In other words, the monetary gain is received by the lender from the borrower for allowing the borrower to use the lender’s money for a specified time period, irrespective of the outcome of the application of those funds by the borrower. For the time being, we shall limit our discussion to the financial interest and later on learn that the interest could also be earned in kind and what the Shariah position on it is.
To be able to examine the expediency or detriment of the application of interest in financial matters, it will be useful to study the modes of generating more wealth by applying the original capital. There are only two universally established ways of generating more wealth by applying capital:
a) Loan capital
The loan capital dictates its price of participation in a transaction in the shape of a pre-determined rate, and irrespective of the eventual outcome of the application of the loan capital by the borrower, whether positive or negative.
b) Risk capital
To the contrary, the risk capital is rewarded for its participation in a productive process to the extent of the value that its participation creates (positive or negative) and which was unknown at the time of the application of the risk capital.

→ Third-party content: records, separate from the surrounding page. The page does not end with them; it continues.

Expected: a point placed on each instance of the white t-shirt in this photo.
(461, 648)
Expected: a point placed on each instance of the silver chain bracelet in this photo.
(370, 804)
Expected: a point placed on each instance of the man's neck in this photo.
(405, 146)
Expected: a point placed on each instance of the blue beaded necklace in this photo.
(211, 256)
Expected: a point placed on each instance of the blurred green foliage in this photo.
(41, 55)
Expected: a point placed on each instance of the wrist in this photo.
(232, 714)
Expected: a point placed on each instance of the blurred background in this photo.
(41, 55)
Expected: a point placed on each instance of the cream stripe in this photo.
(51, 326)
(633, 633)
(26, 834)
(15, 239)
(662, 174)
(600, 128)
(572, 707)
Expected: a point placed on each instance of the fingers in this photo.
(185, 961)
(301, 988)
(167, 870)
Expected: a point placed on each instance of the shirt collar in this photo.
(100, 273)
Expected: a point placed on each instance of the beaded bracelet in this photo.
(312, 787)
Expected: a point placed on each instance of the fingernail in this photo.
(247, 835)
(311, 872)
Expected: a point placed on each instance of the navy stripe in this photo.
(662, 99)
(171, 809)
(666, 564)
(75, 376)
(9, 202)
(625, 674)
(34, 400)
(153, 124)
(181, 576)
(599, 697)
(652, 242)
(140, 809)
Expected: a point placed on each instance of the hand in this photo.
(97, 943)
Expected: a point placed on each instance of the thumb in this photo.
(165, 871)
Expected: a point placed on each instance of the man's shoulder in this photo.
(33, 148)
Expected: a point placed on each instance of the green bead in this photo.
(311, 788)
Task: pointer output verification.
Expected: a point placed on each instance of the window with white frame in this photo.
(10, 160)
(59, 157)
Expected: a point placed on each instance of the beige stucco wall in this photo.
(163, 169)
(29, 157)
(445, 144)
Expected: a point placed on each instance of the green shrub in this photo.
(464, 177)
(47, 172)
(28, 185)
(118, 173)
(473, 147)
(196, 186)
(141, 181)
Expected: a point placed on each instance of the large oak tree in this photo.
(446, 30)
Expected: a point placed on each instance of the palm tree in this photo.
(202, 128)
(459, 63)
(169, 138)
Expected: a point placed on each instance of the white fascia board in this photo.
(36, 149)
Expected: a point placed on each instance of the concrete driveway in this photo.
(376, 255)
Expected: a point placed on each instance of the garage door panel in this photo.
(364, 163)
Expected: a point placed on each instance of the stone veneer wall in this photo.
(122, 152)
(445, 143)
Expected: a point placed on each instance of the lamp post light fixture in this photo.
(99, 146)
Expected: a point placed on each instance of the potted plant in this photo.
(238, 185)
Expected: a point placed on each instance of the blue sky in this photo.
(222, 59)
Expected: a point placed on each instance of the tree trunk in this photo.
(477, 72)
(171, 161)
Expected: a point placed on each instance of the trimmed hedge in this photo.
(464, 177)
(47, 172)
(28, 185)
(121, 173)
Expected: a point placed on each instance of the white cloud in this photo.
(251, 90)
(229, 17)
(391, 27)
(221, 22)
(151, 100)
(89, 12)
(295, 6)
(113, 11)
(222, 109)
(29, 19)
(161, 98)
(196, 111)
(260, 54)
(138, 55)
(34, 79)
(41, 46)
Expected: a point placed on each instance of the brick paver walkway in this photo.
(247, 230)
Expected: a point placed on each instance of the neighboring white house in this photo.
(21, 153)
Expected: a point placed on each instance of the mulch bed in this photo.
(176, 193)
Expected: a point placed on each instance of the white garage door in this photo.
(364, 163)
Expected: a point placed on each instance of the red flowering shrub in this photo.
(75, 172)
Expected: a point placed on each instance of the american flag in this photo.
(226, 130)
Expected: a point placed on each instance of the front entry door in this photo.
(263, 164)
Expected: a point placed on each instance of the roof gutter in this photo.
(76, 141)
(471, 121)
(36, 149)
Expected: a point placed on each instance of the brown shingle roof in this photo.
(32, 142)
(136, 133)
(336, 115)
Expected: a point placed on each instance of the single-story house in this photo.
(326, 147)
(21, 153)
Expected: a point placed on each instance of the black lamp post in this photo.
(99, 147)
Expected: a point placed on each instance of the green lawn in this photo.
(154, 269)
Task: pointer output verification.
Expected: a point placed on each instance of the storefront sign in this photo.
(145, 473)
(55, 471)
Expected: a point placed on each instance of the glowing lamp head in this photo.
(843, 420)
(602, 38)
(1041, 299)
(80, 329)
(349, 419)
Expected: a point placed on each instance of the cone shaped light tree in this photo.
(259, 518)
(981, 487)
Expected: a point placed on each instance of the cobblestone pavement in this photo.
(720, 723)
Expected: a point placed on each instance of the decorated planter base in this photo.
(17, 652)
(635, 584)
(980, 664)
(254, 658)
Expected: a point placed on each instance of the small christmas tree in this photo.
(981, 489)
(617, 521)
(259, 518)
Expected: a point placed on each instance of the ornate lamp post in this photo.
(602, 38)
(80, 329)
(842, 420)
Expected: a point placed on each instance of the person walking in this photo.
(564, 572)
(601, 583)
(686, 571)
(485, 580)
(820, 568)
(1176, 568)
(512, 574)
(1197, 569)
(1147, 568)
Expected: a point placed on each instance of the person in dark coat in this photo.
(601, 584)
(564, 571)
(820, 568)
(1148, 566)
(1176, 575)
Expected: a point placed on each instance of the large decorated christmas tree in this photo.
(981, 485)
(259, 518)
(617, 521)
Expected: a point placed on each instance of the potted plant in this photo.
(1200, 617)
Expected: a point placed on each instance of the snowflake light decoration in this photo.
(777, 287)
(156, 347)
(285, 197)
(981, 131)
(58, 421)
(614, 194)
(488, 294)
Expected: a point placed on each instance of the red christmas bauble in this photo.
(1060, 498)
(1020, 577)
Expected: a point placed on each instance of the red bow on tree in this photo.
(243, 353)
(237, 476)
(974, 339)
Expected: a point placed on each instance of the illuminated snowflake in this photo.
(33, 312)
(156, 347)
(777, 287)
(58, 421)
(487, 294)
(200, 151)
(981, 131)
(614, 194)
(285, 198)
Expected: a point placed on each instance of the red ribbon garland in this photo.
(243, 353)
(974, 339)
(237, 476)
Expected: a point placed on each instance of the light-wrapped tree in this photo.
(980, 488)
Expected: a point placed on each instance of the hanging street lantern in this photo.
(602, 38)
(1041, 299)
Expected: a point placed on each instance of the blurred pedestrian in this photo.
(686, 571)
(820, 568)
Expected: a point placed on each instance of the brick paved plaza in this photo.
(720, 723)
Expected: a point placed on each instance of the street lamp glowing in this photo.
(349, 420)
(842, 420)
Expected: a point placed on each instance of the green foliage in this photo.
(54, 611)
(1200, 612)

As you may have noted from the aforementioned definitions, the loan capital holds a characteristic rigidity when it comes to the economic consideration on its application whereas the risk capital is flexible to the outcome when it is applied for a commercial purpose.
Furthermore, when used in a productive process, the loan capital increases the cost of the goods produced whereas the risk capital helps to curtail it. As such, a factory accountant doing per unit costing will include interest as a direct expense if the borrowed funds have been applied to the production.
Going forward, if the wholesaler has also borrowed funds on interest to purchase these goods, he will include the interest expense in his cost too and by the time the end user purchases the same unit from the retailer, the price will have a laden strata of interest in it. Imagine what the level of inflation in an economy shall be where the entire participants are repeating this cycle.
Moreover, at times the interest rate is unilaterally enhanced without prior notice by the lender institution, introducing the element of uncertainty for the borrower. Also, slight delays in repayment trigger the penalty interest, accumulating to the already existing normal and compounding effects of interest. Therefore, a typical borrower may have to deal with three layers of interest at a time which are not absorbed by any of them and passed on to the end consumer, hence escalating the inflationary effects in a given economy.
If the whole chain uses the risk capital, such an expense will not appear in the per unit cost of goods produced and sold due to the absence of an upfront rate on this type of capital.
Thus, a point to ponder is: will adopting the phenomenon of the risk capital in an economy on a full-scale basis not break the back of inflation?
The views and opinions expressed in this article are those of the author and do not necessarily reflect the opinions of the Dubai Islamic Economy Development Centre, nor the official policy or position of the government of the UAE or any of its entities. The purpose of this article is not to hurt any religious sentiments either consciously or even unwittingly.